Japan's Nikkei stock average fell 2.5 percent on Monday as exporters such as Sony Corp <6758.T> were hit by a stronger yen, while Panasonic Corp <6752.T> tumbled in the wake of a gloomy earnings forecast. Panasonic lost 7 percent after it forecast a bigger-than-expected annual loss following a record quarter of red ink battered by weak demand, price falls and restructuring costs.
But Chugai Pharmaceutical Co <4519.T> gained on expectations for strong sales of the Tamiflu flu drug after the number of cases of H1N1 flu virus climbed among Japanese who had not been abroad.
Given that world stocks have risen pretty sharply recently, a bit of a correction is inevitable, said Nagayuki Yamagishi, a strategist with Mitsubishi UFJ Securities.
A batch of U.S. economic reports on Friday reinforced hopes that the recession may be easing, but falling oil prices dragged down energy shares and the rest of Wall Street with them. <.N>
Oil fell nearly 4 percent on Friday as dealers became increasingly pessimistic about the outlook for global energy demand, though it was edging higher in Monday trade.
Market analysts said while the raft of recent encouraging indicators had heartened stock markets, more was needed to point them toward sustained gains.
Recent economic indicators show that the worsening of the economy appears to have stopped, but now we need to see signs of recovery or it'll be difficult for stocks to rise decisively, said Yoku Ihara, manager at the investment information department of Retela Crea Securities.
The benchmark Nikkei <.N225> lost 232.17 points to 9,032.85, while the broader Topix <.TOPX> fell 2.3 percent to 861.56.
Tech shares dragged the market lower, with Kyocera Corp <6971.T> falling 2.9 percent to 7,280 yen and industrial robot maker Fanuc <6954.T> losing 4 percent to 7,420 yen.
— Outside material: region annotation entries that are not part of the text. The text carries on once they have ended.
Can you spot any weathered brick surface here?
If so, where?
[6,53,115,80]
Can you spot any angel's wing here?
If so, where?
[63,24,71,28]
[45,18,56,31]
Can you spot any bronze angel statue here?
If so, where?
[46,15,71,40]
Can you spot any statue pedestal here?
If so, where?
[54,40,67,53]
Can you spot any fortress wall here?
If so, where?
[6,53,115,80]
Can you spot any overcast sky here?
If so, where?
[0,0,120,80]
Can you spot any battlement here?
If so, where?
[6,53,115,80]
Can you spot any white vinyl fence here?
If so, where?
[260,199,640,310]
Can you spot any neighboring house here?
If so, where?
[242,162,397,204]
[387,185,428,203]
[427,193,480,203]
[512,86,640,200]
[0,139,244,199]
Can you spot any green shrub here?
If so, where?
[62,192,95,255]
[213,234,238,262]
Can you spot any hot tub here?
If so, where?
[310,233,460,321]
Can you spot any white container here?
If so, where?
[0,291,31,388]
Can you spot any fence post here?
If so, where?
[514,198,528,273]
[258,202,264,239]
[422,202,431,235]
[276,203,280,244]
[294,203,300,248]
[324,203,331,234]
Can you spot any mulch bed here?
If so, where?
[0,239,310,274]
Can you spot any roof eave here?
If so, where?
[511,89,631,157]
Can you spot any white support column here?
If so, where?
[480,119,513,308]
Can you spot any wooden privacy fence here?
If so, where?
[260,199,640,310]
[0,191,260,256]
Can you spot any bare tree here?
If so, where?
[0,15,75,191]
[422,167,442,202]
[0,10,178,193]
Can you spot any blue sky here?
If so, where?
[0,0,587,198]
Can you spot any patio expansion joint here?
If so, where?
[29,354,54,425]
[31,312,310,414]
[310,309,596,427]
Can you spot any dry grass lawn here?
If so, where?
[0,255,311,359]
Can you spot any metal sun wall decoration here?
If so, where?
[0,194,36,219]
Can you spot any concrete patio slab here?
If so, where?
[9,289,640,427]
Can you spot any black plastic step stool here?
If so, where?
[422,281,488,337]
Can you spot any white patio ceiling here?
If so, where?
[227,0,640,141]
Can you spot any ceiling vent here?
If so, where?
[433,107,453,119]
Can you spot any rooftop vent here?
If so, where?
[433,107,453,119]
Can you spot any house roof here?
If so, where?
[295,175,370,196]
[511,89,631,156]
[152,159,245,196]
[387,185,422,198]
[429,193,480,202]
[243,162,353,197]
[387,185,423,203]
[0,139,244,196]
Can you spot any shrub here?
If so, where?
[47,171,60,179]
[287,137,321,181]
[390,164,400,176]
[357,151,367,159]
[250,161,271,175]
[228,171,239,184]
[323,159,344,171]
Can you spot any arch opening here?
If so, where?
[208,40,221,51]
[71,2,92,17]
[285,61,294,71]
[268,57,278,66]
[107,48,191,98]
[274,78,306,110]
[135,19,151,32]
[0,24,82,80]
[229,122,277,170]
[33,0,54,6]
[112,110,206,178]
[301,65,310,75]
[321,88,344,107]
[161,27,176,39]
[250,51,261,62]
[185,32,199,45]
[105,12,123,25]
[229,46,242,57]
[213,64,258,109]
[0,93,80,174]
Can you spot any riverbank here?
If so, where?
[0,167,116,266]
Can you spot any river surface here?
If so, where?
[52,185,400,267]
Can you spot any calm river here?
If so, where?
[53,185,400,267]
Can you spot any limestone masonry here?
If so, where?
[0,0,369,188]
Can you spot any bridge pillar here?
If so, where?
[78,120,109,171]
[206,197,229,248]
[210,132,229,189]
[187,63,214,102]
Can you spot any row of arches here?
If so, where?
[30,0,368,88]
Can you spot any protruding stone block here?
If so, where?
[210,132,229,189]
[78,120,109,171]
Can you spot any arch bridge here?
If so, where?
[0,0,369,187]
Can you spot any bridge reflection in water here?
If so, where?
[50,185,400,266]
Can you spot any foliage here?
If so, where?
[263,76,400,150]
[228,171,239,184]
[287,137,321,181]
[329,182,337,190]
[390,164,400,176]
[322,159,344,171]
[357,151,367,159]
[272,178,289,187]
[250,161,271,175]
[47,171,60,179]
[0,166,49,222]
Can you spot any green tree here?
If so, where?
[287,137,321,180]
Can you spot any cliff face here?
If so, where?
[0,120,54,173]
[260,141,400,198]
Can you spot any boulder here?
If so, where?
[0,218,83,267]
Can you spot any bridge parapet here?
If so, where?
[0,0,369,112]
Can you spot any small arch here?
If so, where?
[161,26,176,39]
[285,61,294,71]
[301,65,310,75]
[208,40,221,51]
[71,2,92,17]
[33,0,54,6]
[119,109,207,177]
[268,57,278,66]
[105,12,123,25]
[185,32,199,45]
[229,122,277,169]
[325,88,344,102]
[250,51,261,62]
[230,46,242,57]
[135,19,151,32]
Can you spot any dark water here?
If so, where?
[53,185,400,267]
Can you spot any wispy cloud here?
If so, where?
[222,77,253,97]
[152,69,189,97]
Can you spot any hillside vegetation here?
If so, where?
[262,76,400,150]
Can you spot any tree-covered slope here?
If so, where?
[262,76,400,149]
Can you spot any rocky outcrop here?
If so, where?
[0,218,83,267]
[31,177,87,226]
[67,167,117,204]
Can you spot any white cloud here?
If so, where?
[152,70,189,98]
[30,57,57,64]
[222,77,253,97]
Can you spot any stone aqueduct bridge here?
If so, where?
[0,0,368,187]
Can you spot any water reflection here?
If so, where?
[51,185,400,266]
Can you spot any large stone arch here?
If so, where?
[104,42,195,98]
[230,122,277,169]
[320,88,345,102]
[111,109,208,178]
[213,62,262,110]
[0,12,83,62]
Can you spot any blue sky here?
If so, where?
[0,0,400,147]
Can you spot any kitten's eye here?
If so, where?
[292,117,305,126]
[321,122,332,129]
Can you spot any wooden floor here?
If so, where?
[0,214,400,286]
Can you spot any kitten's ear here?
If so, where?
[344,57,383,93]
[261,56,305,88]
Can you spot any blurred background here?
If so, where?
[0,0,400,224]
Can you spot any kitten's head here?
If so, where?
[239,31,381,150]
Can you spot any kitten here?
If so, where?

TDK Corp <6762.T> lost 4.1 percent to 4,180 yen.
The dollar fell 0.4 percent against the yen to 94.83 yen, with the yen's perceived safety status again in focus after Wall Street put in a weak close late last week.
As a result, exporters were sold broadly. Investors fret about a stronger yen because it eats into earnings made abroad when repatriated.
Sony Corp <6758.T> lost 6 percent to 2,415 yen and Toyota Motor Corp <7203.T> fell 2.8 percent to 3,490 yen. Honda Motor Co <7267.T> fell 3.6 percent to 2,665 yen.
But Chugai, which distributes Tamiflu through its partnership with developer Roche, bucked the trend to rise 5.6 percent to 1,866 yen.
Fujibo Holdings <3104.T>, which makes medical masks, was untraded due to a glut of buy orders.